I hate these words: “he lost the fight with cancer” or “she’s so brave in the face of her illness – what a heroine.” Hate is a pretty strong word — but then I’ve been living with chronic illness for 30 years and some feelings have been building inside.
I’m thinking of the recent press coverage of Ted Kennedy’s brain cancer with quotes like, “He’s a fighter and he can beat this.” Or, “Kennedy in the latest fight of his life.”
If winning means beating it, then chronic illness leaves no winners. Is it our fault if we don’t “beat it”? Does that make you a loser if you don’t get well? If you cry or complain, does that mean you’re no longer brave? And are you making yourself sicker with that behavior? That’s a too big a responsibility and a slippery slope I won’t go down.
I grant that there’s something hopeful about the idea that we can ‘”beat this”. But I don’t believe this kind of optimism necessarily leads to better outcomes and it can lead you to ignore the stuff you can impact.

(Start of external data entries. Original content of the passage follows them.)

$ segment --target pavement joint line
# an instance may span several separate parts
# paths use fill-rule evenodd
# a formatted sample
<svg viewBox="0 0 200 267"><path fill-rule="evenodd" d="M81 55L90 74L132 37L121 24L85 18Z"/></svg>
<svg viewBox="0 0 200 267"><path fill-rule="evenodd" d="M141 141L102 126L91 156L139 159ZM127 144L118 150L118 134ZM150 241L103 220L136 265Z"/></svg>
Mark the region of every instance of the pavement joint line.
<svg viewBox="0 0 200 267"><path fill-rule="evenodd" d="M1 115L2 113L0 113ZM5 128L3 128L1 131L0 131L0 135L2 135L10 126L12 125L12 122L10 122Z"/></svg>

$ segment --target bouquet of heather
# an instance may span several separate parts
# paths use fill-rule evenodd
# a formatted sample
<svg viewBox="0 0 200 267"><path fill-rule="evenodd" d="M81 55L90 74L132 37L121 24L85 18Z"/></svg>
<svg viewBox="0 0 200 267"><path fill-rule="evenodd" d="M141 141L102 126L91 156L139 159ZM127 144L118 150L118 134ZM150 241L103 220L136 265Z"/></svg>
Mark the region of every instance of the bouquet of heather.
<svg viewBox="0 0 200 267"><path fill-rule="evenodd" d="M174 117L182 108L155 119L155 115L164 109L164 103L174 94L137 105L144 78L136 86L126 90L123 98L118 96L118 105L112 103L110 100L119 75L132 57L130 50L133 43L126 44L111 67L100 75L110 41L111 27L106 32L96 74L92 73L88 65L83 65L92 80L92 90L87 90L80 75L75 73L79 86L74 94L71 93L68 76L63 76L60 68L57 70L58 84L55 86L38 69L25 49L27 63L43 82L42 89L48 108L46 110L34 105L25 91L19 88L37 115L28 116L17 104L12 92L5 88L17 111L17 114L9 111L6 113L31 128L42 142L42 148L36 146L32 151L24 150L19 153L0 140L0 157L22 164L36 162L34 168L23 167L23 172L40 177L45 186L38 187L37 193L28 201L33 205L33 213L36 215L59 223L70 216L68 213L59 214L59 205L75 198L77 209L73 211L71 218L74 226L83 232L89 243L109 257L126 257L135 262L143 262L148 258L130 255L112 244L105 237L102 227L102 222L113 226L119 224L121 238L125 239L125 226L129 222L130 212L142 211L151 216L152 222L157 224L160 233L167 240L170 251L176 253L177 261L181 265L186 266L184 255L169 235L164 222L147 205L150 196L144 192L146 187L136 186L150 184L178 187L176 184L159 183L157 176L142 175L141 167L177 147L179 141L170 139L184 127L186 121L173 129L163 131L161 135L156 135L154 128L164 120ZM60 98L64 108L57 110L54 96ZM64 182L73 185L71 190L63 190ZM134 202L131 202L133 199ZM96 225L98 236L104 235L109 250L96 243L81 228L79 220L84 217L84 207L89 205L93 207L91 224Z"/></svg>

In a terrific opinion piece (“Fighting isn’t how you deal with cancer) in The Boston Globe, Judy Foreman quotes theologian Reinhold Niebur’s prayer, adopted by Alcoholics Anonymous and other groups: “God, grant me the serenity to accept the things I cannot change, the courage to change the things I can and the wisdom to know the difference.”
In fact, studies show that people who are optimistic about getting better don’t do any better regarding disease outcomes than those who are pessimistic. When people have said to me, “Your great attitude is what made you better”, I wonder: If I hadn’t gotten better — would that mean I had a lousy attitude?
If he asks, I’ll give Teddy this piece of advice. Focus your optimism on that which you can do to feel as well as possible — while exploring all of your options. Figure out what you can control. Forget the fight but do take a moment to rock back and forth a few times while taking stock of those you love. Oh, and keep working. It seems to do you good.